“後悔”をやり直すために
(ようやく、君に会えた)
ベッドに座るマリアベルの姿を見たとき、リヒトは胸が熱くなった。
震える手を押さえ、できるだけ穏やかに微笑んだ。
──二年前、俺は君を救えなかった。
いや、救おうともしなかった。
あの時の自分は、馬鹿だった。
誰かの罠に乗せられ、マリアベルを信じず、
最後には冷たく見捨てた。
そして、彼女が処刑されたその夜──
リヒトは、自ら命を絶った。
(……だけど、目を覚ましたら、二年前に戻っていた)
神が与えたのか、悪魔が与えたのかは知らない。
だが、この二度目の人生でだけは、
何があっても、マリアベルを守り抜くと誓った。
彼女を──二度と、あんな絶望の中に置き去りにしない。
*
朝食の席でも、リヒトは妙に優しかった。
いつもなら、政治の話ばかりして私を退屈させるのに、
今日はわざと私の好きな甘いスコーンを取り分けてくれる。
「マリアベル、蜂蜜、好きだったよな?」
「…………覚えていたのですか?」
思わずこぼれた言葉に、リヒトは優しく笑った。
「全部、覚えてる。
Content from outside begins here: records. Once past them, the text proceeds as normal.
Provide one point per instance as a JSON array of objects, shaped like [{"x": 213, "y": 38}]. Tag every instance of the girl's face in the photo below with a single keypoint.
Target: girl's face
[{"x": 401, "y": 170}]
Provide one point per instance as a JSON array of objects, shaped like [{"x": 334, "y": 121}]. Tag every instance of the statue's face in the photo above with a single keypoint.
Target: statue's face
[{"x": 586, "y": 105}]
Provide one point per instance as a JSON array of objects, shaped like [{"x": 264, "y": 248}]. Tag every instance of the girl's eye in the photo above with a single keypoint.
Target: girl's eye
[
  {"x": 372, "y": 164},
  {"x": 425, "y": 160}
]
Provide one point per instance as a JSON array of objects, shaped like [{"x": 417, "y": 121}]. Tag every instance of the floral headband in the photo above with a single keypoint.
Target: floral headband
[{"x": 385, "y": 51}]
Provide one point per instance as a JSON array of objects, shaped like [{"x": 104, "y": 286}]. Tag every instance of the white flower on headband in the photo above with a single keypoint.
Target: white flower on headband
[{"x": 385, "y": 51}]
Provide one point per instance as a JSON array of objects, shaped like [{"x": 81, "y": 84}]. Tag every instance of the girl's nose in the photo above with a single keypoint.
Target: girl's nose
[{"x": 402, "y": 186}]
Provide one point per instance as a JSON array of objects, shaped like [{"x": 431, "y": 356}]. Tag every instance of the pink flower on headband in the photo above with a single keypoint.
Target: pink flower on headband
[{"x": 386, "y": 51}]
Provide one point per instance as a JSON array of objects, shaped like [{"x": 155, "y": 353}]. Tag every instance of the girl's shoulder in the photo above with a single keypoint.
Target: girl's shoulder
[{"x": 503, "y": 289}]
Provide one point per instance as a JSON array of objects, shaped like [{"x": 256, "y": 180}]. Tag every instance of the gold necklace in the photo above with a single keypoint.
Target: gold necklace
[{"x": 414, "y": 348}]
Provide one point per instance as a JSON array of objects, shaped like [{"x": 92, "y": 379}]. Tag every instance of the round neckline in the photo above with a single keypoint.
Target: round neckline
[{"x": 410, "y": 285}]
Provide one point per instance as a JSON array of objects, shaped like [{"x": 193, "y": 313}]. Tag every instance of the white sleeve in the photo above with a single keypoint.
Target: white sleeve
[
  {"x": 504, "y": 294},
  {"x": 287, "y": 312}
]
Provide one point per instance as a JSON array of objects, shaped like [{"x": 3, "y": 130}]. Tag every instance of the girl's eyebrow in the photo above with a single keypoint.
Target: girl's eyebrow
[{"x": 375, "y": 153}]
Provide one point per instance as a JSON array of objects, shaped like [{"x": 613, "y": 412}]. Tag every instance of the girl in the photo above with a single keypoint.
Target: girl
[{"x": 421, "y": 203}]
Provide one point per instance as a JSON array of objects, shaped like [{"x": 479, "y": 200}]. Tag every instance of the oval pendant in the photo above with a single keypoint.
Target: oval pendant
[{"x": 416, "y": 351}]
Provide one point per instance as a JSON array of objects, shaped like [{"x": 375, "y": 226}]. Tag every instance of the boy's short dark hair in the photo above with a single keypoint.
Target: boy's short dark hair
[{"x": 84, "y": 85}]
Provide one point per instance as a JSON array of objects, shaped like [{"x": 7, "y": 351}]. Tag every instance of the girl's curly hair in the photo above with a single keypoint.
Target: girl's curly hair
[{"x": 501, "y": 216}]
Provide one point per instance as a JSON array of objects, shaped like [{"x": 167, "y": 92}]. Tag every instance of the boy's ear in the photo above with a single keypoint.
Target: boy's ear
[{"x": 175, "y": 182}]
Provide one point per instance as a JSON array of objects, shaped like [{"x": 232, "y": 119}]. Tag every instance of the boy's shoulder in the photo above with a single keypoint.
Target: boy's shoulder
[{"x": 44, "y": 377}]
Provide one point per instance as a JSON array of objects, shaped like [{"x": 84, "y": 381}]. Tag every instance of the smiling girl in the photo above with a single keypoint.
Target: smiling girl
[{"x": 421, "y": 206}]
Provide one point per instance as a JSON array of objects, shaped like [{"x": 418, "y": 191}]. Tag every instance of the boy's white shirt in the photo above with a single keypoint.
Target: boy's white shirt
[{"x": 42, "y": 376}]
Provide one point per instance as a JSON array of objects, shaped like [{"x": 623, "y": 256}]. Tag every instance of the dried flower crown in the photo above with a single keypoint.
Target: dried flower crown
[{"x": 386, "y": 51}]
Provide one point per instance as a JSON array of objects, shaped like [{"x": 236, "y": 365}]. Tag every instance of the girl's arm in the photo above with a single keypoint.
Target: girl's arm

……忘れるわけないだろう?」
その言い方が、どこか切なげで、私は不意に胸を締め付けられた。
(おかしい。こんなふうに、私を気遣うリヒトなんて、知らない)
何かが、少しずつ狂っている。
でも、それが悪い方向ではない気もして、余計に怖かった。
そして──数日後。
リヒトは、とうとう私にこう告げた。
「マリアベル。……君にだけは、打ち明けたいことがある」
「……何ですか?」
「俺は──二年前の未来を知っている」
静かな声だった。
けれど、その言葉は、雷に打たれたように、私を貫いた。
(……え?)
目を見開いた私に、リヒトは真剣な眼差しを向けた。
「君を処刑した、あの日。俺は、君を救えなかった。
それを……心の底から、悔やんでいる」
まるで罪を告白するように、リヒトは続ける。
「もう二度と、君を失いたくない。……だから、頼む。
二度目のこの人生だけは──俺を、信じてほしい」
(…………っ!)
知らなかった。
リヒトも、過去をやり直しているなんて。
あの日、私を冷たく見捨てた彼が、
こんなにも苦しそうに、私に手を伸ばしてくるなんて──
私の胸は、ぐしゃぐしゃにかき乱されていた。